Today In Zika Virus: It's Rio Bound!
/Cameron Morfit of golf.com wrote about yesterday's uneventful Olympic press conference involving Commissioner's Tim Finchem and Mike Whan, along with Caroline Masson of Germany and Leo DiCaprio of The Revenant Graham DeLaet of Canada.
Finchem did not downplay the growing issue of the Zika virus and schedule compaction, nor did the players who said it definitely on the minds of players.
Morfit points out, however, that the situation is not getting positive reviews.
"Brazil's Zika problem is inconveniently not ending," wrote Amir Attaran, a professor at the School of Epidemiology, Public Health and Preventive Medicine at the University of Ottawa, in TIME. "The outbreak that began in the country's northeast has reached Rio de Janeiro, where it is flourishing. Clinical studies are also mounting that Zika infection is associated not just with pediatric microcephaly and brain damage, but also adult conditions such as Guillain-Barre syndrome and acute disseminated encephalomyelitis, which are debilitating and sometimes fatal. Simply put, Zika infection is more dangerous, and Brazil's outbreak more extensive, than scientists reckoned a short time ago."
The article questions the wisdom of enabling a mass migration of some 500,000 foreign tourists into the heart of an epidemic in Rio.
And back out into the rest of the world! I hear LA is fabulous in August for an Olympic Games.
**Cara Robinson and I discussed the latest on the Zika virus and the Olympics.
**Ben Everill of AAP spoke to Adam Scott, who is not hiding behind Zika but is amazed that more athletes haven't already declared their concerns.

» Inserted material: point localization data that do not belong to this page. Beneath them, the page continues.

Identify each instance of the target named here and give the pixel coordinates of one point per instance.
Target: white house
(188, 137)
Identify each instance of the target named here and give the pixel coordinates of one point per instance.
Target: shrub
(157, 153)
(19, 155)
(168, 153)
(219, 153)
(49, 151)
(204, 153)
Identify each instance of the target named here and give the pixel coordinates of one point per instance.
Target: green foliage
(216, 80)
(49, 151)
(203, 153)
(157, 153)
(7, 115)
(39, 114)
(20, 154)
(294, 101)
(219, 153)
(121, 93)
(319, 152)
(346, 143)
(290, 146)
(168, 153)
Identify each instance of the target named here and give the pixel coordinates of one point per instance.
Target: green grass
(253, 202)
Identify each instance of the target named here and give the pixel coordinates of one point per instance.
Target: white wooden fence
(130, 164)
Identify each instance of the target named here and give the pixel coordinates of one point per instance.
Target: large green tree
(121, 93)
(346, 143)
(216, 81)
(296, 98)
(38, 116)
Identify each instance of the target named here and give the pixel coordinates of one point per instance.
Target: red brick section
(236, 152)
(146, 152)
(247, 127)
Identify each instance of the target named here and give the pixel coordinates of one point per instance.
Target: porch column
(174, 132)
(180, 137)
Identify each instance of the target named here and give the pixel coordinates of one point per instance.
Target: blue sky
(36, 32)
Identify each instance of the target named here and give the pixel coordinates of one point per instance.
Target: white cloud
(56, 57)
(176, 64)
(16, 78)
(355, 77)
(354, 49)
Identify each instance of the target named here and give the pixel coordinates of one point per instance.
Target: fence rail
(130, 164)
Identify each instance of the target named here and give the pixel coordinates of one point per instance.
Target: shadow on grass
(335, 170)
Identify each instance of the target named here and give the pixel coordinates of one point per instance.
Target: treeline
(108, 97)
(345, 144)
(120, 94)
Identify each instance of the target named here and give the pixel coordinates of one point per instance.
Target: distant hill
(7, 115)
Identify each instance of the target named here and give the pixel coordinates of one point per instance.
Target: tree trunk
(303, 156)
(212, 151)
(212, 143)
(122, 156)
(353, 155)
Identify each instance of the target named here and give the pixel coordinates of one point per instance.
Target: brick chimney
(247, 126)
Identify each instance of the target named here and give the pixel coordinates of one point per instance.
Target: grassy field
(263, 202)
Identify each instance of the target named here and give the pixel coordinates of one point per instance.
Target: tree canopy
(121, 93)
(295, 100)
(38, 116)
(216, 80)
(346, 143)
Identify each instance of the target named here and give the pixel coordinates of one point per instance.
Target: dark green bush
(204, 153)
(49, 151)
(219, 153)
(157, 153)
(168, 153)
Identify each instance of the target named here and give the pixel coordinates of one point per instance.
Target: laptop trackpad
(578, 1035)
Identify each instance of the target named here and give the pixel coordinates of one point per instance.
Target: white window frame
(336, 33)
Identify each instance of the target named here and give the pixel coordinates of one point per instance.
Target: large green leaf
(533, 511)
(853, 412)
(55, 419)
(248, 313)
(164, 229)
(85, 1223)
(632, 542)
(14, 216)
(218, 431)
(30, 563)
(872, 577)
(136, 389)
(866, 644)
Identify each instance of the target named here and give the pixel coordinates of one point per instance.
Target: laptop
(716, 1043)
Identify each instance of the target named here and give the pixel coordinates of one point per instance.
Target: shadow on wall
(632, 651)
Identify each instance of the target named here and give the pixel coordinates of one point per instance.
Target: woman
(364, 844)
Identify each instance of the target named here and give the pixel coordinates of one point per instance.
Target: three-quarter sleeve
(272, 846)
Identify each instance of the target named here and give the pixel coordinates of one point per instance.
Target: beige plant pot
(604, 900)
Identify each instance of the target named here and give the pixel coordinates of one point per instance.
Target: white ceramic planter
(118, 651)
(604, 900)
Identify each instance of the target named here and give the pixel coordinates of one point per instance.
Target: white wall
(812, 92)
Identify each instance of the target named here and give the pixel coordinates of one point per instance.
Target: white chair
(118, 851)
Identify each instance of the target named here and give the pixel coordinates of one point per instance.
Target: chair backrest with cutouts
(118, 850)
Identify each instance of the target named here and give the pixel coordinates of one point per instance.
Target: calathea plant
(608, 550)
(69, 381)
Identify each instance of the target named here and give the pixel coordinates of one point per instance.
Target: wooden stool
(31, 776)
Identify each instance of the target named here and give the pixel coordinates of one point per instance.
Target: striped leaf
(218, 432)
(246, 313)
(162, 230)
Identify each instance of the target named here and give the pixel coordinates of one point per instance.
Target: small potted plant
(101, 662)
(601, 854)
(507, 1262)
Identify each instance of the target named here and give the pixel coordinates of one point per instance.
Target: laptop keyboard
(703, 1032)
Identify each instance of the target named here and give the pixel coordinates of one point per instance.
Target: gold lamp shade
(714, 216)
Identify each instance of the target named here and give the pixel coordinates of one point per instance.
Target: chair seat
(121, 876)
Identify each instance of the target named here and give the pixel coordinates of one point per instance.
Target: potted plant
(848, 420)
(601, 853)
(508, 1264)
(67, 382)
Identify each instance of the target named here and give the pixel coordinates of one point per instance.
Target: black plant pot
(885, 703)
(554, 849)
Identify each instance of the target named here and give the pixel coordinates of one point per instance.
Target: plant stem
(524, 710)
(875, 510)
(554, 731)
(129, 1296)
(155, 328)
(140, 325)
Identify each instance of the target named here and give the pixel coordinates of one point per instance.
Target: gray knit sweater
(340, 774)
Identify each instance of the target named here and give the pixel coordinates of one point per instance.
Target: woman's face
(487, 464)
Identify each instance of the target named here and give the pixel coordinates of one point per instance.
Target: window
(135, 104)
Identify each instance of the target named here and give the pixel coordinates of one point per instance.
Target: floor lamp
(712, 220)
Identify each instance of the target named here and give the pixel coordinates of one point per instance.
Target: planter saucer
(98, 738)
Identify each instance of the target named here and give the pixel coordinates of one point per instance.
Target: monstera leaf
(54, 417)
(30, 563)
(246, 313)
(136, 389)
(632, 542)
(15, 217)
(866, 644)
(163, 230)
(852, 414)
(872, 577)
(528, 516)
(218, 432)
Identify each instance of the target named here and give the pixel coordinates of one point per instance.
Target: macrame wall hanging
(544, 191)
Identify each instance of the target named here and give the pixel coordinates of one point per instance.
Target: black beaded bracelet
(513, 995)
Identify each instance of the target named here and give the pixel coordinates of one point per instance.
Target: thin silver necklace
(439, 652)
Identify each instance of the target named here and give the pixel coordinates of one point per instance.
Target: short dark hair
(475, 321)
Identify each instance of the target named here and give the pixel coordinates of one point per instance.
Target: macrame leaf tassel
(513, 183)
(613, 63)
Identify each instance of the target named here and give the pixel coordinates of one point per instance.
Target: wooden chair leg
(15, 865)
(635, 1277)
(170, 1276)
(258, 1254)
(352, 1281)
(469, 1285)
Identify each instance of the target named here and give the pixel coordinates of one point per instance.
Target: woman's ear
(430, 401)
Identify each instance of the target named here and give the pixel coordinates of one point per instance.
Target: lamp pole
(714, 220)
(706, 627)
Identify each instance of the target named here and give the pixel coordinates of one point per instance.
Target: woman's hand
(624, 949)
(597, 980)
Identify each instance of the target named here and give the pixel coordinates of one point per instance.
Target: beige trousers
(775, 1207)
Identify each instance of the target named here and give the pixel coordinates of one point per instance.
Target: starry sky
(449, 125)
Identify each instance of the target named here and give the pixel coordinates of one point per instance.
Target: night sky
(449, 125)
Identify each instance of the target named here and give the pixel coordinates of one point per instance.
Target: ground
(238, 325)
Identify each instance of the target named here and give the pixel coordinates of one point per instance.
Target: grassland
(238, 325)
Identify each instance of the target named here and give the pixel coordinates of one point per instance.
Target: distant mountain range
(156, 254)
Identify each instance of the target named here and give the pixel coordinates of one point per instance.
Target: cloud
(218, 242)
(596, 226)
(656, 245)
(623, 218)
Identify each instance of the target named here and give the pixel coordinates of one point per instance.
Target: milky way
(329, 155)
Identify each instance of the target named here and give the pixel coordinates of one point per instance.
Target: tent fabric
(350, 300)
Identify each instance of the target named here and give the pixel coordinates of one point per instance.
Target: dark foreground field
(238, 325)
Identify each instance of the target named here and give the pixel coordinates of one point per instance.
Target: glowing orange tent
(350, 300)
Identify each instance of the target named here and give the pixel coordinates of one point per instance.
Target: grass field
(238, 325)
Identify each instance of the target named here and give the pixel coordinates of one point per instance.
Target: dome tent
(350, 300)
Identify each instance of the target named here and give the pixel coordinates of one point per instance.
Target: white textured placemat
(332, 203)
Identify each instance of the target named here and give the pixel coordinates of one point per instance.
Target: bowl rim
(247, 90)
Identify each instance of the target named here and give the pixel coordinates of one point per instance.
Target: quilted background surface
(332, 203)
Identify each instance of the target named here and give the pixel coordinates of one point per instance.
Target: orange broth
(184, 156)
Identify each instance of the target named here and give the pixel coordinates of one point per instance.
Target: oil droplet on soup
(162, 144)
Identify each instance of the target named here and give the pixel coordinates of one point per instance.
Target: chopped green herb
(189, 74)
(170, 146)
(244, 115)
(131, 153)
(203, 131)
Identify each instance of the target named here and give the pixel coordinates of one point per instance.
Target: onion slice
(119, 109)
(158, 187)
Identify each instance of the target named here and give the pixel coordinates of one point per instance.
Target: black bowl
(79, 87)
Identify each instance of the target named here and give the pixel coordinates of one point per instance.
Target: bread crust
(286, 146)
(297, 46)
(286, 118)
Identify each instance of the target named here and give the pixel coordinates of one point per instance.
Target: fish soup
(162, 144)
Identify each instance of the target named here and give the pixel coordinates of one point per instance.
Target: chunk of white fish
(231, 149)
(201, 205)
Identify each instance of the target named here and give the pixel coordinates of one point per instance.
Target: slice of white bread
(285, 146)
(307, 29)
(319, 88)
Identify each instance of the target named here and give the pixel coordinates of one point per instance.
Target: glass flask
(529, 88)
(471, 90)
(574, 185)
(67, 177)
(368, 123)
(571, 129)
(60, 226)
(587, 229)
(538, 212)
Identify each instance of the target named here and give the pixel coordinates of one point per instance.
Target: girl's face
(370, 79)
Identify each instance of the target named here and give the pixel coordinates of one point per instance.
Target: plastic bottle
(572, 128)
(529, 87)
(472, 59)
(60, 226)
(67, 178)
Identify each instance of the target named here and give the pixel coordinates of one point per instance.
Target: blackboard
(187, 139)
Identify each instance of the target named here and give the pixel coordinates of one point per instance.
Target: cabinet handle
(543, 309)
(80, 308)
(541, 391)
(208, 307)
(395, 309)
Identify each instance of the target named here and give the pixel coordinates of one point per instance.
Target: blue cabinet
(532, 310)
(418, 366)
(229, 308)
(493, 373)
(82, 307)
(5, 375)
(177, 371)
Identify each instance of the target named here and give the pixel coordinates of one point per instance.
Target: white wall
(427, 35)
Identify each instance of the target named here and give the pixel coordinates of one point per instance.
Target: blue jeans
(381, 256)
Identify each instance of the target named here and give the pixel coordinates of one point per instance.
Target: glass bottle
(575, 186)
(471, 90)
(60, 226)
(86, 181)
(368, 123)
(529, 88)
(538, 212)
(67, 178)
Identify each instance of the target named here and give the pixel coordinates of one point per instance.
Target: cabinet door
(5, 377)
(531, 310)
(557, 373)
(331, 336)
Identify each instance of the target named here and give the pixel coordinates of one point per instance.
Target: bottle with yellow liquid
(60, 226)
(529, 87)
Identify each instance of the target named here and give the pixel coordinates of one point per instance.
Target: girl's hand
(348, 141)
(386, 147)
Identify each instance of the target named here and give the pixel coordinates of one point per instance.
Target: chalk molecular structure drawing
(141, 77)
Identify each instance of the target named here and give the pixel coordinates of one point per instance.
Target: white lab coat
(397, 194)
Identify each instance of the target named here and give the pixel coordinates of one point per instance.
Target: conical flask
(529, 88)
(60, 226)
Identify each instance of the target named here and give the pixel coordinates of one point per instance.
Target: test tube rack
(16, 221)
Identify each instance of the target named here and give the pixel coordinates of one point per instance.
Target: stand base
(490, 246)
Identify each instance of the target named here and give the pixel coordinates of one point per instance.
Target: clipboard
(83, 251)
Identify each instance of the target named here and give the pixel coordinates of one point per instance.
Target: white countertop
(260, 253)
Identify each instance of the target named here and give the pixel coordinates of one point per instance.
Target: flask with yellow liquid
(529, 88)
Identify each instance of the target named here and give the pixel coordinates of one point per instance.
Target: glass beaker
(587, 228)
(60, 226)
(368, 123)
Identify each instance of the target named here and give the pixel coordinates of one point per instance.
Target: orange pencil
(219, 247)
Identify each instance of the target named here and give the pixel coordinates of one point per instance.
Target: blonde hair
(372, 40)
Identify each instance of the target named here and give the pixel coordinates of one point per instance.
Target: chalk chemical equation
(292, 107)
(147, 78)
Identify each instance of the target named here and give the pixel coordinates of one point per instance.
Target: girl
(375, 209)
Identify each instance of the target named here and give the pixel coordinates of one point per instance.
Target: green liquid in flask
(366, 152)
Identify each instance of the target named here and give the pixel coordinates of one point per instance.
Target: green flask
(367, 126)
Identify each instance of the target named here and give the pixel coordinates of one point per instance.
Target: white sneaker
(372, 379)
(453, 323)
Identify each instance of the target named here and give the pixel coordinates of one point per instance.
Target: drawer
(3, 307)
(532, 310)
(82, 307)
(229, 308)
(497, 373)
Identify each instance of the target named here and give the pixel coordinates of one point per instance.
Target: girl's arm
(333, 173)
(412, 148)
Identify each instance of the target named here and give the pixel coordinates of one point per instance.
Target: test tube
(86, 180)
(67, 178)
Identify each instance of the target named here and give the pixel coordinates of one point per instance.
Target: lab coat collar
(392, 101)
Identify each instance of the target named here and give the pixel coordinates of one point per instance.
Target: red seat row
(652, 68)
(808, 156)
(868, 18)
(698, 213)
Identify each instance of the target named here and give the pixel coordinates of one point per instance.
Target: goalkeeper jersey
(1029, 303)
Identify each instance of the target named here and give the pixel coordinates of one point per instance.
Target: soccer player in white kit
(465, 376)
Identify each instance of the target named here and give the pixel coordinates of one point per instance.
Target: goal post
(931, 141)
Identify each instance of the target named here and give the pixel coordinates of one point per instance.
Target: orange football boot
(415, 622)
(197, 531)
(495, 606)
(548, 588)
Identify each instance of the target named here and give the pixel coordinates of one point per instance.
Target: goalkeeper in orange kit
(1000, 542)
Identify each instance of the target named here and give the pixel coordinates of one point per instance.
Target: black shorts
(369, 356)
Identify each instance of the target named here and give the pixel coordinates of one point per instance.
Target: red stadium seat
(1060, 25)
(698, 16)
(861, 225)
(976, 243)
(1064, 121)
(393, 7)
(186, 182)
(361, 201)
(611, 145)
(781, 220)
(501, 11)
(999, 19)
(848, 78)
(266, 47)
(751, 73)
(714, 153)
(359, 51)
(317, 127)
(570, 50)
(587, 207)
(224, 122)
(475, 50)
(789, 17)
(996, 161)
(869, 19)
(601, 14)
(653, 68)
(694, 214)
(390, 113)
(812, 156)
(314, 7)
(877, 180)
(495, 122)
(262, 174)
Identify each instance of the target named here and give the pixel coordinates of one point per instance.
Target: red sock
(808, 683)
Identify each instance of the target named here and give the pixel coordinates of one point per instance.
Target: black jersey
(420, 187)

“I will say when the World Health Organisation has serious concerns over the impact that hundreds of thousands of people flooding into Rio is going to have I think we should listen.
“Clearly traditional Olympic athletes are in a very awkward situation. They’ve trained so hard for this and it is everything that they’ve dreamed of and for a health epidemic to get in the way, I understand why they are still trying to go.
“But it has to be treated seriously and I just don’t think it is. It hasn’t really got major traction yet and I am amazed by that.”